Grâce à leurs travaux, les scientifiques viennent combler cette lacune en développant un indice, le score FUSE INS (Functionally unique, specialized, and endangered by invasive non-native species). Les outils actuels de conservation nécessitent de faire un triage de la biodiversité et d’établir des priorités au sein des groupes taxonomiques. Ce score permet pour la première fois de combiner l’irremplaçabilité fonctionnelle (c’est-à-dire l’unicité et la spécialisation du rôle des espèces dans les écosystèmes) avec leur risque d’extinction causé par la présence des espèces exotiques envahissantes. L’étude a été menée sur 3 642 vertébrés terrestres exposés aux espèces exotiques envahissantes en évaluant la façon dont elles les impactaient. Cette étude a été basée sur la liste rouge de l’UICN et sur des bases de données mondiales contenant des informations sur la spécialisation et le caractère unique des vertébrés terrestres en termes de caractéristiques écologiques. Les résultats montrent que 38 % des espèces indigènes sont menacées d’extinction en raison des espèces exotiques envahissantes alors même que leur impact sur la biodiversité est primordial, ce qui en ferait des espèces prioritaires à protéger de cette menace à l’échelle mondiale.
*Target 6 qui consiste à réduire les introductions des espèces exotiques envahissantes par 50% et de minimiser leurs impacts d’ici à 2030
Quelles espèces sont les plus menacées ?
Les résultats montrent que 38 % des espèces indigènes sont menacées d’extinction en raison des espèces exotiques envahissantes alors même que leur impact sur la biodiversité est primordial, ce qui en ferait des espèces prioritaires à protéger de cette menace à l’échelle mondiale.
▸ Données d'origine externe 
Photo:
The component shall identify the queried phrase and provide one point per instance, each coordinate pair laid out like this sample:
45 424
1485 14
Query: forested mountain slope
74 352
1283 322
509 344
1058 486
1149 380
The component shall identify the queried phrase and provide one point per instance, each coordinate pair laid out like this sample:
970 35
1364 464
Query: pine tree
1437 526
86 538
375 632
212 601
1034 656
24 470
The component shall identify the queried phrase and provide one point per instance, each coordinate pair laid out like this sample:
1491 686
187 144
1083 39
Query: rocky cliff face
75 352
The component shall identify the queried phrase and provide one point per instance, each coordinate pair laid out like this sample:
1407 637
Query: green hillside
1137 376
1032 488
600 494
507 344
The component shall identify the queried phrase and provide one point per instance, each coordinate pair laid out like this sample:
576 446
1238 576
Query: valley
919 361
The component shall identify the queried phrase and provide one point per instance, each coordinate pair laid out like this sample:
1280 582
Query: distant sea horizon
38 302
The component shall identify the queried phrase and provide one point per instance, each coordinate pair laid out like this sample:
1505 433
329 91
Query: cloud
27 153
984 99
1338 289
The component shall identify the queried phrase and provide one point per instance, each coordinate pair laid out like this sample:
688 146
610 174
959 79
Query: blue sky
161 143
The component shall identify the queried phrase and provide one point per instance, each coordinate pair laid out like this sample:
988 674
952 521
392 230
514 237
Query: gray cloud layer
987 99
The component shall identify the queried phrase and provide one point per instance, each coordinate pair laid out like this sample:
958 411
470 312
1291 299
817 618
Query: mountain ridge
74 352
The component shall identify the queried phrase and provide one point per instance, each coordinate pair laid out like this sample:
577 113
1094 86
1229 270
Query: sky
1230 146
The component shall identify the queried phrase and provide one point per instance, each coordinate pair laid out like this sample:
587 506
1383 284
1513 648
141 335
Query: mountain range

Les espèces prioritaires d’amphibiens se concentrent en Amérique centrale et à Madagascar et les lézards dans les îles des Caraïbes, le nord de l’Australie, la Nouvelle-Zélande et la NouvelleCalédonie. Les espèces d’oiseaux et de mammifères prioritaires sont plus largement distribuées à travers le monde (les oiseaux, principalement dans les zones côtières, sur les îles du Pacifique et dans le nord de l’Inde et de la Nouvelle-Zélande ; les mammifères, dans le sud-ouest de l’Europe, en Afrique centrale, orientale et méridionale, en Asie du Sud-Est et dans l’est de l’Australie). Pour les 50 espèces d’oiseaux les plus prioritaires, 64 % nécessitent encore aujourd’hui des mesures de conservation pour atténuer la menace représentée par les espèces exotiques envahissantes.
Le score FUSE INS peut être utilisé pour aider à établir des listes de priorités de conservation à différentes échelles pour les espèces menacées par les EEE alors qu’elles figurent parmi les plus essentielles en matière de biodiversité. L’intégration de la diversité fonctionnelle dans l’établissement des priorités de conservation des espèces et des zones associées est essentielle pour réduire et atténuer avec précision les impacts des espèces extrêmes envahissantes sur la biodiversité.